Le droit de retrait civique, signal d'alerte dans le rural, après le faible taux de participation aux municipales
5 Avril 2026 , Rédigé par Jean-Marie Allain
La baisse de la participation électorale dans les communes rurales, enregistrée à l'occasion des récentes élections municipales, d’autant plus importante que la population est jeune, résulte de plusieurs facteurs, bien circonscrits dans étude pour la Fondation Jean Jaurès par le politologue Jérôme Fourquet, tels que la fin du panachage, le moindre ancrage des néo-ruraux, mais surtout la diminution du nombre de listes et la perte de proximité provoquée par la montée en puissance des communautés d’agglomération qui détiennent aujourd’hui l’essentiel des compétences et décident du quotidien des habitants.
Concernant la diminution du nombre de listes, la règle se confirme dans notre arrondissement avec toutefois une exception pour les villes : Fourmies, 44,95 % d’abstention avec 2 listes - Aulnoye, 45, 83 % d’abstention avec 3 listes – Maubeuge, 54,20 % d’abstention avec 4 listes ! mais l’absence dans ces villes de listes déclarées RN peut expliquer que les électeurs de ce parti , arrivant généralement en tête aux autres élections, aient préféré ne pas aller voter, alors que dans les villages, bien que néanmoins en hausse, l’abstention plus visible, puisque tout le monde ou presque se connait, se traduit peut-être par l’alternative du vote blanc ou nul (à étudier…).
Concernant la perte de proximité provoquée par la montée en puissance des communautés d’agglomération, elle remet au centre de l’actualité le débat sur l’élection au suffrage universel des exécutifs de ces intercommunalités, aujourd’hui élus au deuxième degré puisque les électrices et les électeurs votent, pour des représentants à l’intercommunalité (communauté de communes ou communauté d’agglomération), ces représentants élisant ensuite le Président et les vice-présidents qui vont constituer le Bureau.

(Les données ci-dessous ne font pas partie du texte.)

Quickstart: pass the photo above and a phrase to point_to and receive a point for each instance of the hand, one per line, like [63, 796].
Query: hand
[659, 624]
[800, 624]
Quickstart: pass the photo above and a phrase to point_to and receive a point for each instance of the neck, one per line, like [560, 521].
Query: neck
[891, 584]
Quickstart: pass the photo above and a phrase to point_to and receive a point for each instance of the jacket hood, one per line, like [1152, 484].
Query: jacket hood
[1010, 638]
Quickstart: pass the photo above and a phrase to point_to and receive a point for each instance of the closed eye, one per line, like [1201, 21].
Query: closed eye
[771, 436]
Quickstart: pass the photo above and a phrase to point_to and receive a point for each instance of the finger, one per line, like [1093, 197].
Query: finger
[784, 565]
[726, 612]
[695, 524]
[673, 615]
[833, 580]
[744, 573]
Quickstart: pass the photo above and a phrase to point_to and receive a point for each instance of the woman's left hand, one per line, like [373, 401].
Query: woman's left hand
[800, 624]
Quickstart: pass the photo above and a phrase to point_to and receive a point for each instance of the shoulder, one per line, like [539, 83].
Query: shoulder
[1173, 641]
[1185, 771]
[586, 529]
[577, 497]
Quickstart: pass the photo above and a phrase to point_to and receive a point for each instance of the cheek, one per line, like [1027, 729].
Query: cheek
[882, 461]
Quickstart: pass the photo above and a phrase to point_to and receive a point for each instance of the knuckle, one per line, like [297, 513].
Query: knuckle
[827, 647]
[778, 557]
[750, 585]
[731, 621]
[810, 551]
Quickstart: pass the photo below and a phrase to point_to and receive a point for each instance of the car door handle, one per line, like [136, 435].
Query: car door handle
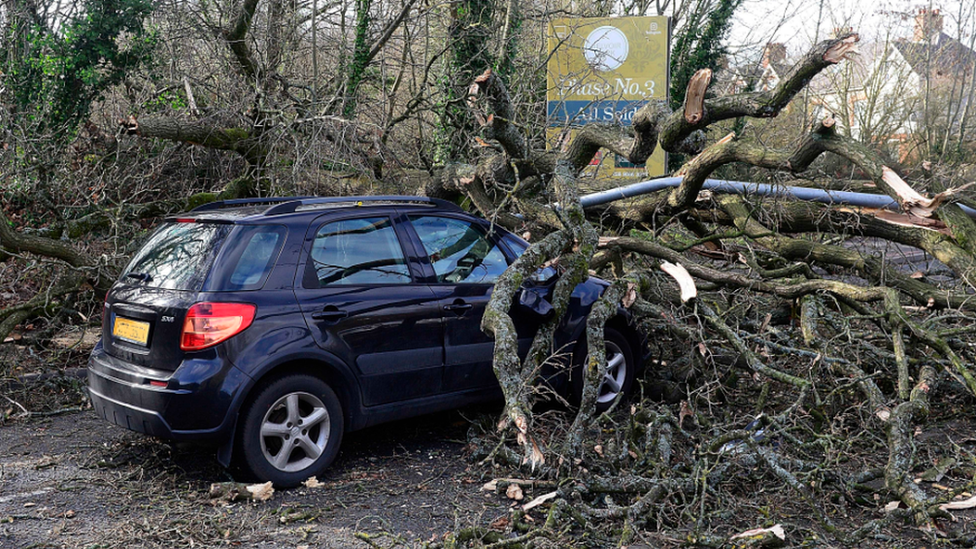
[330, 314]
[459, 307]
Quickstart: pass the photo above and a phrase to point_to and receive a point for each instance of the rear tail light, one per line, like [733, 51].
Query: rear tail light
[208, 324]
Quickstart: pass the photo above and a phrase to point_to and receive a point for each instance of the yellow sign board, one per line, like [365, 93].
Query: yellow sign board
[602, 70]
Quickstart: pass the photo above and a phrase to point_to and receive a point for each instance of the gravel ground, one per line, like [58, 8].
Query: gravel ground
[74, 480]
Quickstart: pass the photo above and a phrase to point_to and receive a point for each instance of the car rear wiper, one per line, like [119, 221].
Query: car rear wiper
[144, 277]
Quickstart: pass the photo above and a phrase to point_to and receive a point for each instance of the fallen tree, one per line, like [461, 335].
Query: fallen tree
[766, 252]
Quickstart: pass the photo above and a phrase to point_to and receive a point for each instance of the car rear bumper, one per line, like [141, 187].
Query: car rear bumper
[192, 403]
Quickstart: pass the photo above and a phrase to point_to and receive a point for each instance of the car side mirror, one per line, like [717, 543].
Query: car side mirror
[533, 300]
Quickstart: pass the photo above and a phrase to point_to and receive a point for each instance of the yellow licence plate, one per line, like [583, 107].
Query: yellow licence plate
[131, 330]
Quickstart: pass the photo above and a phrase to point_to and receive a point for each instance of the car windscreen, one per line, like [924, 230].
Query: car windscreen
[177, 256]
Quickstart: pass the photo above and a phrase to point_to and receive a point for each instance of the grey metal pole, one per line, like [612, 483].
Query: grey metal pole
[807, 194]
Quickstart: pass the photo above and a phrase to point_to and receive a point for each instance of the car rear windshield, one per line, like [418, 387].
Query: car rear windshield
[177, 256]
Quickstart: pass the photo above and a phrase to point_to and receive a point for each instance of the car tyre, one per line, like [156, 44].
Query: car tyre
[621, 370]
[291, 430]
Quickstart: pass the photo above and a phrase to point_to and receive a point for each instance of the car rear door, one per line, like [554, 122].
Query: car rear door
[359, 291]
[465, 263]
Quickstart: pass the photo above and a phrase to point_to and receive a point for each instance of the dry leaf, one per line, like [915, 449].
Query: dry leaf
[539, 501]
[630, 296]
[776, 530]
[261, 492]
[961, 504]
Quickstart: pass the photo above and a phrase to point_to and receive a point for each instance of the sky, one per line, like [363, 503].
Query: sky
[800, 23]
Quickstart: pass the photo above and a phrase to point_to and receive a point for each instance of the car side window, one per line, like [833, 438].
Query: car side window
[356, 251]
[458, 250]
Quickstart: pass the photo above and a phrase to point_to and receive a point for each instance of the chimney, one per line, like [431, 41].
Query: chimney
[928, 25]
[774, 53]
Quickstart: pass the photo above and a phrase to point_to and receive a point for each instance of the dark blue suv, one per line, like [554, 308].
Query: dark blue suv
[270, 327]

Ce système amène donc les électrices et les électeurs à remettre aux élus municipaux qui siègeront dans les intercommunalités, le choix de voter pour ces prétendants à la Présidence et au Bureau, alors que durant la campagne électorale cette question ne pouvait être abordée puisque personne ne connait à ce stade la composition de la future intercommunalité.
Ils votent donc en faveur d'une liste pour la gestion de la commune et, à leur corps défendant, en même temps pour les candidats fléchés pour l’intercommunalité sans connaître la plupart du temps leurs intentions sur leur choix quant à la désignation du Président et des membres du Bureau.
Et puis, on peut après tout aussi considérer qu’un prétendant « fléché » peut rassembler toutes les qualités pour siéger au conseil municipal mais pas pour autant à l’intercommunalité (ou l’inverse), au point que ce type de raisonnement peut justifier un vote « blanc » ou « nul ».
Il y a donc quelque chose de peu lisible mais aussi de malsain dans ce système qui éloigne le corps électoral de la démarche démocratique au point de justifier un « droit de retrait civique », ce qui n’en rend que plus salutaire de replacer au centre du débat la question de l’élection au suffrage universel des exécutifs intercommunaux.
Malheureusement, il n’y a pas de consensus sur le sujet, nombreux maires et tout particulièrement de communes rurales, via l’Association des Maires Ruraux de France (AMRF), craignant qu’une telle mesure donne une légitimité plus forte à ces exécutifs et n’enlève aux maires des petites communes les quelques prérogatives qu’ils détiennent encore.
Pourtant, ces exécutifs intercommunaux n’attendent pas de recevoir cette légitimité démocratique pour prendre des engagements importants dans le cadre des délégations de dépenses ou de dossier stratégiques pour le territoire. C’est la raison pour laquelle, et bien que fondateur de l’Association des Maires Ruraux du Nord, j’ai toujours fait part à l’AMRF de mon désaccord avec eux sur ce point.
L’impressionnante chute de la participation dans les communes rurales depuis trente ans est synonyme d’érosion de la vitalité démocratique pour reprendre les termes de Jérôme Fourquet et menace à terme la légitimité des maires élus avec une part de plus en plus infime des inscrits sur les listes électorales.
L’élection au suffrage universel des exécutifs des intercommunalités est devenue un enjeu majeur pour la démocratie locale.